Выбрать главу

Абсолютизировать эту оговорку (или «проговорку») и считать ее прямым намеком вряд ли стоит — Деникин неоднократно упоминал старые чины своих противников, и на тех же страницах мы видим «полковника Каменева», «генерала Егорьева», «полковника Егорова», — но противопоставление двух командующих мощными войсковыми группами (В. И. Шорин тоже был кадровым офицером, полковником) все-таки невольно привлекает внимание к генералу Селивачеву.

В. И. Селивачев должен по праву быть отнесен к числу лучших боевых генералов Российской Императорской Армии. «Замечательный человек и выдающийся военачальник»; «умный, строгий взгляд его карих глаз, живость характера, горячая преданность военному делу, настоящий «feu sacre» («священный огонь») и большая требовательность к своим подчиненным делали его выдающимся военным учителем», — вспоминал младший соратник Селивачева{146}. Отличившись еще на Японской войне, на Мировой он заслужил Орден Святого Георгия IV-й степени и Георгиевское Оружие, в летних боях 1917 года одержал одну из немногих побед той несчастливой «революционной» кампании (в «битве у Зборова»), а накануне так называемого «выступления генерала Корнилова» был среди тех, кто поддерживал «корниловскую программу» (установление сильной государственной власти, милитаризация военной промышленности и железных дорог, решительная борьба против большевиков). «Прямой, храбрый и честный солдат, который был в большой немилости у комитетов», — характеризует его Деникин в «Очерках Русской Смуты»{147}, — и неудивительно, что, не сыграв какой-либо действенной роли в «корниловские дни» августа 1917-го, генерал Селивачев был все же арестован солдатней за отправку телеграммы о моральной поддержке Корнилова{148}. «Вины» за ним не нашла тогда даже революционная власть, и Селивачева вскоре выпустили на свободу, но Антон Иванович — один из самых активных «корниловцев» — должен был сохранить уважение к своему товарищу по заключению.
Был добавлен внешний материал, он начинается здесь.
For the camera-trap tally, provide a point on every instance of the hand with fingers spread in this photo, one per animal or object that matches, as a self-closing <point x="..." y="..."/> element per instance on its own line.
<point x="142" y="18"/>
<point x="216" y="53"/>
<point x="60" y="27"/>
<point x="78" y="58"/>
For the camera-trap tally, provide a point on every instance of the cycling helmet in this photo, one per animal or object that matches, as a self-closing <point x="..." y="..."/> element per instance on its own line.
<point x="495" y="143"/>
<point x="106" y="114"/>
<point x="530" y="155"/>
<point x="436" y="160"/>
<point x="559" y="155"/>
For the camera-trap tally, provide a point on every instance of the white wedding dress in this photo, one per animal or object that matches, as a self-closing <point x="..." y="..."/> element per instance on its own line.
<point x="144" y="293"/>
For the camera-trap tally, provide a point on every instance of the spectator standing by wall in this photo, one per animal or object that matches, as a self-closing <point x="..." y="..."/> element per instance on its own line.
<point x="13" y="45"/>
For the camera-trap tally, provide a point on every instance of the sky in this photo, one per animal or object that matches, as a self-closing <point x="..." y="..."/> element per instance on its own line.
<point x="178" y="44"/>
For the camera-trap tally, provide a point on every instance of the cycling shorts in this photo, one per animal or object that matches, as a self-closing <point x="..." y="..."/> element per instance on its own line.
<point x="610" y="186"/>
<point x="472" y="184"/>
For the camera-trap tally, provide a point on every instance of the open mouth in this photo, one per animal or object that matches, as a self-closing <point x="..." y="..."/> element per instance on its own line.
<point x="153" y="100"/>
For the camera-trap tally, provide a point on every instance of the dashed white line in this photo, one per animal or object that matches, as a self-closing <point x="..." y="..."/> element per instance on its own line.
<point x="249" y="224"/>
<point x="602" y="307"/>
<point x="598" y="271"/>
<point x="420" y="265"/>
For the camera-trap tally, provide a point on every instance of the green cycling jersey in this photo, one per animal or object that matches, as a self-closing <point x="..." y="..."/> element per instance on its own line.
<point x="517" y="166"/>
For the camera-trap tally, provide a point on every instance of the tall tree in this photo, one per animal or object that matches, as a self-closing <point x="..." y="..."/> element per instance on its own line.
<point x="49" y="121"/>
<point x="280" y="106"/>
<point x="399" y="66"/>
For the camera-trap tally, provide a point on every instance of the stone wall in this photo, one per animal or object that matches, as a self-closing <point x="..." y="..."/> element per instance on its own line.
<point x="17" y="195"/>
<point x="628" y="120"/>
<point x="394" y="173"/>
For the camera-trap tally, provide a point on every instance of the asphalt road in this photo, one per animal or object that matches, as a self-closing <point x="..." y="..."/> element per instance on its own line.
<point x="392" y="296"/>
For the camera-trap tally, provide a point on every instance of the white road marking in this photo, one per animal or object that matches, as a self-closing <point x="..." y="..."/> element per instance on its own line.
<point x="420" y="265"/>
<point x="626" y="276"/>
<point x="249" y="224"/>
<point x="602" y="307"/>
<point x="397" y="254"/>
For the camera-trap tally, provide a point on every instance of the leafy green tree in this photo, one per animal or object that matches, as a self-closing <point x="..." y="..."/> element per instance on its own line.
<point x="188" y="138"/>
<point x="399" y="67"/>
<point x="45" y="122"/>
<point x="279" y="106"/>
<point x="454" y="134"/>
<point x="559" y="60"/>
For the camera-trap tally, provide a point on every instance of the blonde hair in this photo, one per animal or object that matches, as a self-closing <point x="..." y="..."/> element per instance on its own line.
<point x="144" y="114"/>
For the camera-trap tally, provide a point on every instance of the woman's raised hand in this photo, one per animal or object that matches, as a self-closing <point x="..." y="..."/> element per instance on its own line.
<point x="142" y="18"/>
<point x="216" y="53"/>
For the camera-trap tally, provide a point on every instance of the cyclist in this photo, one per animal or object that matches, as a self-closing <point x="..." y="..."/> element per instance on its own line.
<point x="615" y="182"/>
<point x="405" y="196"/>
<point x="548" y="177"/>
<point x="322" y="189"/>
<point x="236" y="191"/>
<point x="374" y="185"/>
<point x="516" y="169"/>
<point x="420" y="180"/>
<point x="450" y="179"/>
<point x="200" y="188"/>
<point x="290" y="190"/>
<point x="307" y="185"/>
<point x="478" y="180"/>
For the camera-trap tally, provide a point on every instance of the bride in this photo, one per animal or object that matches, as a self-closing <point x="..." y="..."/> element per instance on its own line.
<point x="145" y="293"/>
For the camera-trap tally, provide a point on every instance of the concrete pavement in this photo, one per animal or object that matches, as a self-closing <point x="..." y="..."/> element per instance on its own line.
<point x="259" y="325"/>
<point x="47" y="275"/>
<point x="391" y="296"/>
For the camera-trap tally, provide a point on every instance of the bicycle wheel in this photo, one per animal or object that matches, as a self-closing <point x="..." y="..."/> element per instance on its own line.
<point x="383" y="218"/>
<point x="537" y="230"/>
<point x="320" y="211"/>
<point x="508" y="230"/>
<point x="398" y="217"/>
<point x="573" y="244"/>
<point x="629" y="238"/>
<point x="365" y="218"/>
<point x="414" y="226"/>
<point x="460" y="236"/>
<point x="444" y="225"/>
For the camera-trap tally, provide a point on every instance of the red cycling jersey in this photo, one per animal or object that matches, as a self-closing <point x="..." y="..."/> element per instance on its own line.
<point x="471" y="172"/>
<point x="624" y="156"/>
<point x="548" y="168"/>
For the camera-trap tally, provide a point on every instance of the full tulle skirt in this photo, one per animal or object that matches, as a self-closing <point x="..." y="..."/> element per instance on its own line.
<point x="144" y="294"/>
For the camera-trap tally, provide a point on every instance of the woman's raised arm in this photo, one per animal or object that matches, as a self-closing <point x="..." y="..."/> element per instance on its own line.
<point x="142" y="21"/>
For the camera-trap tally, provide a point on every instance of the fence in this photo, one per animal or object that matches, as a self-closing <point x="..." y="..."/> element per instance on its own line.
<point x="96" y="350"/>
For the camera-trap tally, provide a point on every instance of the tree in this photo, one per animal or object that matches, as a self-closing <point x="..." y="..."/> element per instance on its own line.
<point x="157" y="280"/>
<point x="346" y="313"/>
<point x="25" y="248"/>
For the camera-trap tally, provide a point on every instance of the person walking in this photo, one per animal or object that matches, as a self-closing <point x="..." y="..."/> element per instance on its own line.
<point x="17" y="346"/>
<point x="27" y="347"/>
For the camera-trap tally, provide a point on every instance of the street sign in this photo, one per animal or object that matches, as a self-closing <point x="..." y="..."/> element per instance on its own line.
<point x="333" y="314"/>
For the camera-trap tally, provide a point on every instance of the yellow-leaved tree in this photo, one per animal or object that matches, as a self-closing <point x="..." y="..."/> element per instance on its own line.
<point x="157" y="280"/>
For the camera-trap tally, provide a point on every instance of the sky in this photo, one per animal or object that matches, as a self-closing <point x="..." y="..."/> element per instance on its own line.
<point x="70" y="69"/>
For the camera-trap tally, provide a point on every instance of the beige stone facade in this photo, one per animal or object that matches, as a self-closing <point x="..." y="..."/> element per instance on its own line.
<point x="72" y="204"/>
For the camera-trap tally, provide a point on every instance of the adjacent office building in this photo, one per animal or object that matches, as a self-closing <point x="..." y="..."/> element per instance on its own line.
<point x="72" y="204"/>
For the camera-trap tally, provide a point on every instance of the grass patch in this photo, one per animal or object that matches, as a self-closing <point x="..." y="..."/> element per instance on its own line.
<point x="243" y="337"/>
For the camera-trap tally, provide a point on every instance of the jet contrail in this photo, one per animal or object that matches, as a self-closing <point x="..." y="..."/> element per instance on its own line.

В Красную Армию Селивачев поступил достаточно поздно — в декабре 1918 года, первоначально занимая относительно «мирную» должность в «Комиссии по исследованию и использованию опыта войны 1914–1918 годов» (прибежище для «буржуазных специалистов», не желавших участвовать в Гражданской войне), но в августе 1919-го был назначен помощником Командующего Южным фронтом и получил под начало группу войск из девяти стрелковых дивизий, одной кавалерийской бригады и сил Воронежского укрепленного района общей численностью, по советским данным, свыше 54 000 штыков и шашек при 268 орудиях и 1381 пулемете{149} (как видим, сведения Деникина преуменьшают ее силу); даже советская историография признает, что группа Селивачева превосходила противостоящие ей войска по численности штыков и шашек — в 1,8 раза, орудий — в 3,9 раза, пулеметов — в 6,6 раза{150}.

Красные имели все предпосылки к тому, чтобы смять ударную группировку Добровольческой Армии, и вклинились в ее расположение (говорить о «прорыве фронта» применительно к Гражданской войне все-таки довольно трудно), но… «группа В. И. Селивачева стала уклоняться на юго-запад, что привело к нарушению взаимодействия с Особой группой В. И. Шорина и создало опасность нанесения противником ударов по открытым флангам обеих групп»{151} («военный обзор», опубликованный в одном из южных журналов осенью 1919 года, говорил об этих действиях Селивачева: «По всем данным, ближайшей целью этой группы [красных] был захват Харькова, причем по совершенно неизвестным причинам их наступление стало развиваться на Волчанск и Белгород»{152}; ср. в «Исповеди»: «Еще недавно, не более недели тому назад, операция прорыва белого фронта началась так блестяще, и острый, точно режущий клин, прочерченный на большой стратегической карте, висевшей в оперативном отделении, впивался все глубже и глубже к югу, в расположение белых. Только полсотни верст отделяло победоносные красные полки от важного южного центра, когда командарм неожиданно для своего штаба свернул армию на запад»; «армия, производя перемену направления, сама открыла белым свои сообщения и тыл, по которому ударили белые бронепоезда и кубанская конница. Роли переменились, будто по сигналу: N-ая красная армия повернула на север и в паническом бегстве искала спасения»; «синие стрелки, изображавшие направления колонн белых — прямые, острые, — словно разрывали паутину фронта, выпрямляли опустившийся было к югу клин и вонзались глубоко в расположение красных», — с выводом: «Операция окончательно и безнадежно погублена»{153}).